Zegnotropic, 2013


REVIEW BY: Benjamin Ray


Right away, HB3's new album Ragnarok gets prog rock points. It has no vocals. It features an oddball instrument not often used (in this case, the piccolo bass that HB3 uses on all his albums). It has a fantasy/sci-fi/mythological theme (the Norse story of Ragnarok, the "twilight of the gods," a tale of battle and rebirth not unlike the book of Revelation). And two of the eight songs are over seven minutes long.

Actually, the whole album is only 40 minutes, split neatly in half just like the vinyl days of yore; side one features the piccolo bass in various settings and side two tells the actual Ragnarok story through music, with the piccolo bass returnign for the final number. It is HB3's seventh album and the final in his current "mythic trilogy."

If you're still reading, that means you're interested in progressive rock (good for you!) and are the core audience for this one. "Machines Of The Sky" is an extended and not terribly interesting opener, with only fits of intensity, but it establishes the themes heard within. The title track is far better, with the piccolo bass playing the guitar parts and a Moog playing the bass parts, alternating between hard rock passages and arpeggiated picking interludes. The piccolo bass gives those would-be guitar notes more gravity, making them sound a bit more sinister, and the overall effect is excellent.my_heart_sings_the_harmony_web_ad_alt_250

"Three Hearts And Three Lions" uses electronic drums and spaghetti Western-style picking but doesn't do much besides set a mood, while "Ragnerian" is a piccolo bass solo (and a darn fine one at that). "Nightwind" is a pulse-pounding number with cheesy synthesizer effects, sounding a bit like Wolfmother filtered through Patrick Moraz's keyboards when he was with Yes (side note: does anybody remember Relayer? Can anyone get through it in one sitting? Not me).
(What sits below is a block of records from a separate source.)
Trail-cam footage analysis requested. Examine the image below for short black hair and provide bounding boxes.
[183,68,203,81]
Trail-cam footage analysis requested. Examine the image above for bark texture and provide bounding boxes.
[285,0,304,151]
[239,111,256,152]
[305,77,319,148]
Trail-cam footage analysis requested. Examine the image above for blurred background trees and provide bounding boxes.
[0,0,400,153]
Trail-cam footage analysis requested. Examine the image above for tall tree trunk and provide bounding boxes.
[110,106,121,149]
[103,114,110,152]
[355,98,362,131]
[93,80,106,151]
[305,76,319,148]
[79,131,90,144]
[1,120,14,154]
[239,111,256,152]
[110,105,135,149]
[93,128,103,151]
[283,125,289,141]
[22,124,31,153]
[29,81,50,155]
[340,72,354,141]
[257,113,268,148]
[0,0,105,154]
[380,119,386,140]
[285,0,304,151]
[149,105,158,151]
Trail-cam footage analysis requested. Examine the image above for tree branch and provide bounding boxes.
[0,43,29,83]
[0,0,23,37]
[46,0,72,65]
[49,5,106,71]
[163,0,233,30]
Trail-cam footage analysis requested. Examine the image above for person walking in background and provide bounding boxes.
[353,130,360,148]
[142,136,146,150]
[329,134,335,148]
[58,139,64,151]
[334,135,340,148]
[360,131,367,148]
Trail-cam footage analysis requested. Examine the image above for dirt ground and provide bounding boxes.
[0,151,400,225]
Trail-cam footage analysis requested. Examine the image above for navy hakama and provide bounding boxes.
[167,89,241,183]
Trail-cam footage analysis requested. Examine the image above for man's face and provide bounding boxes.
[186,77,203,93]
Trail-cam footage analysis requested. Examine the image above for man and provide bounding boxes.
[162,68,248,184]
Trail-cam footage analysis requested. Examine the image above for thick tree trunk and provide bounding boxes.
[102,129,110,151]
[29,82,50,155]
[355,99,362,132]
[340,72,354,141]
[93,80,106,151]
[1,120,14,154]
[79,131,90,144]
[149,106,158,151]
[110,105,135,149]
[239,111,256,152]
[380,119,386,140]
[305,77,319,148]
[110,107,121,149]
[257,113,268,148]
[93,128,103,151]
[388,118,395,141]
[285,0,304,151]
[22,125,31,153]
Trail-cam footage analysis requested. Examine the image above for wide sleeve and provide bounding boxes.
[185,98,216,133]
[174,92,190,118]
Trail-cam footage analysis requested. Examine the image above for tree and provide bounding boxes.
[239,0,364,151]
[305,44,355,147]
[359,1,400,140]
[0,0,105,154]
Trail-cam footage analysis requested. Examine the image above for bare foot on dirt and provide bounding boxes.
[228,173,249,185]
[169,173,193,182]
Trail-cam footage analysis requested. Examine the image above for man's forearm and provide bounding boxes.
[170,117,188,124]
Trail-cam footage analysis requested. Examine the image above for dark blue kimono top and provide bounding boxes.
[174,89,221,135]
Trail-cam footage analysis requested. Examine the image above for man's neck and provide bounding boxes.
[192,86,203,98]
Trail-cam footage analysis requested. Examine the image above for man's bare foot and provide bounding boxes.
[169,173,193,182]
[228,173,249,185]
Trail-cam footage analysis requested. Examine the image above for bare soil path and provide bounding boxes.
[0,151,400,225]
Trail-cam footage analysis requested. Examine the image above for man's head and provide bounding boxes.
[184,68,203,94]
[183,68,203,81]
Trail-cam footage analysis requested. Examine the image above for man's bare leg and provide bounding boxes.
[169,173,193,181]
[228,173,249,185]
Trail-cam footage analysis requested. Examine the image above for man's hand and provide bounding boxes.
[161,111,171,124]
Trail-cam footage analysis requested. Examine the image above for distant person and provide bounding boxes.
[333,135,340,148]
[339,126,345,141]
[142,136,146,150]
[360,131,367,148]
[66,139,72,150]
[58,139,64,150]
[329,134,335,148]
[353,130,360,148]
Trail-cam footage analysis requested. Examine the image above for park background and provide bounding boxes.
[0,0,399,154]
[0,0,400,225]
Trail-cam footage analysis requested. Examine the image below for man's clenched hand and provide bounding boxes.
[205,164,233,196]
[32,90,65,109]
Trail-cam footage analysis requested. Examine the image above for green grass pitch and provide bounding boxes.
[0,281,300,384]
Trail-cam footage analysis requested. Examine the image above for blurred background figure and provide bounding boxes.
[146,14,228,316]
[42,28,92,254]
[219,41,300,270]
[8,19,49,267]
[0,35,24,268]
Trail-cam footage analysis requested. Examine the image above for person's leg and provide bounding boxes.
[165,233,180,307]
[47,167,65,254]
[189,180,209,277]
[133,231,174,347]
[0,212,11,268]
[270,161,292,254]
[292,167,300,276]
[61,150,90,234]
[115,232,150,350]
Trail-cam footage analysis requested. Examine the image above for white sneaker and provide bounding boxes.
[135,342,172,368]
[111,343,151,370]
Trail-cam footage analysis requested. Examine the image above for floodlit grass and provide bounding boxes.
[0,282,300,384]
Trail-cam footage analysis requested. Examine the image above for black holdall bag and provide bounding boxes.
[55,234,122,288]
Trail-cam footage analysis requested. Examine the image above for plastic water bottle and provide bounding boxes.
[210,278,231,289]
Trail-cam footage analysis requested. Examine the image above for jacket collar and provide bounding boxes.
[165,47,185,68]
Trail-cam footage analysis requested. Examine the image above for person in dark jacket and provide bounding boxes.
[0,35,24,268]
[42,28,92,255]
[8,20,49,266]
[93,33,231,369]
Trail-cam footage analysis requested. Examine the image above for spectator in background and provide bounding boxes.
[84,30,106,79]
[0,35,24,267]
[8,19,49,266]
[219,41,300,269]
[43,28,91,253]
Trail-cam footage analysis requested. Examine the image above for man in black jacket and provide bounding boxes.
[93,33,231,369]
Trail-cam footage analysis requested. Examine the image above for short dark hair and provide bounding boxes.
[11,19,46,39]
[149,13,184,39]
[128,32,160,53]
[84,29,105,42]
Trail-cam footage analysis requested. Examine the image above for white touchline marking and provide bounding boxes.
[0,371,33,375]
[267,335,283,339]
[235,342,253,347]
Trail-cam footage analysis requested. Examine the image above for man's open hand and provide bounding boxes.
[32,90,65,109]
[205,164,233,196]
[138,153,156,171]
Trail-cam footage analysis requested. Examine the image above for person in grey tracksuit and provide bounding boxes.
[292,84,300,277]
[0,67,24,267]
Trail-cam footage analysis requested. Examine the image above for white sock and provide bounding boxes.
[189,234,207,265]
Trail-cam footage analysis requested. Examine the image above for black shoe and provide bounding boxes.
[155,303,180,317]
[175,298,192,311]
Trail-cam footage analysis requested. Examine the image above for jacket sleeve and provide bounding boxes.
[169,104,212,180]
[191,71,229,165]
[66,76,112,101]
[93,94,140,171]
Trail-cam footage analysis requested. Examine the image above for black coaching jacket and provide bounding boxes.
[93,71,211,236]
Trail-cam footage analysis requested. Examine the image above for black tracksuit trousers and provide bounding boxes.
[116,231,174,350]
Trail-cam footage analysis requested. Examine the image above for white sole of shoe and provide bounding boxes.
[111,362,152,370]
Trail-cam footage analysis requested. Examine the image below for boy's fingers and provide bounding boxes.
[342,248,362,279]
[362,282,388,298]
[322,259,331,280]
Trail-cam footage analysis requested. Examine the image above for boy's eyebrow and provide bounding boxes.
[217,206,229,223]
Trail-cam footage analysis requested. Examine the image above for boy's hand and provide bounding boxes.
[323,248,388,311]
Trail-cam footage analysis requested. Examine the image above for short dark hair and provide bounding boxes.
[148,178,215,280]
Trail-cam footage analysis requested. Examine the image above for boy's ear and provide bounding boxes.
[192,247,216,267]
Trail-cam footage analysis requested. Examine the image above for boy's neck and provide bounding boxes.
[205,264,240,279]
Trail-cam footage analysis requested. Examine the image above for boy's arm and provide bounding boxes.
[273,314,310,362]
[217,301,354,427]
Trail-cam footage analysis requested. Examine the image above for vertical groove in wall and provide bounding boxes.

"A Passage To Arms" is a tribute to Deep Purple's rhythm section (specifically, "Highway Star") that continues the excitement of "Nightwind;" both pieces together represent the oncoming storm and ensuing battle. Things then chill out with another bass solo, "Level 7," that is supposed to represent the war's aftermath. The story clsoes with "The Remnant," which is equal parts aggressive guitar and chugging hyperkinetic rhythm section; the song puts the foot on the gas and does not let up for seven minutes, ending with a brief guitar-god solo and fading into the ether. Rebirth.

It seems odd to call an album Ragnarok and only have half the songs concern the story directly; surely, the story is sufficient to warrant a complete telling. On the other hand, doing so would probably have pushed this into standard prog rock fare (imagine if there was a narrator) and lessened its impact. HB3 lets the music do the talking, using a non-standard instrument not as a gimmick but a legitimate means to convey the emotions and story. The result is a prog rock album that does not take itself seriously – a rarity for the genre – and is a fun, interesting minor gem with balls of steel.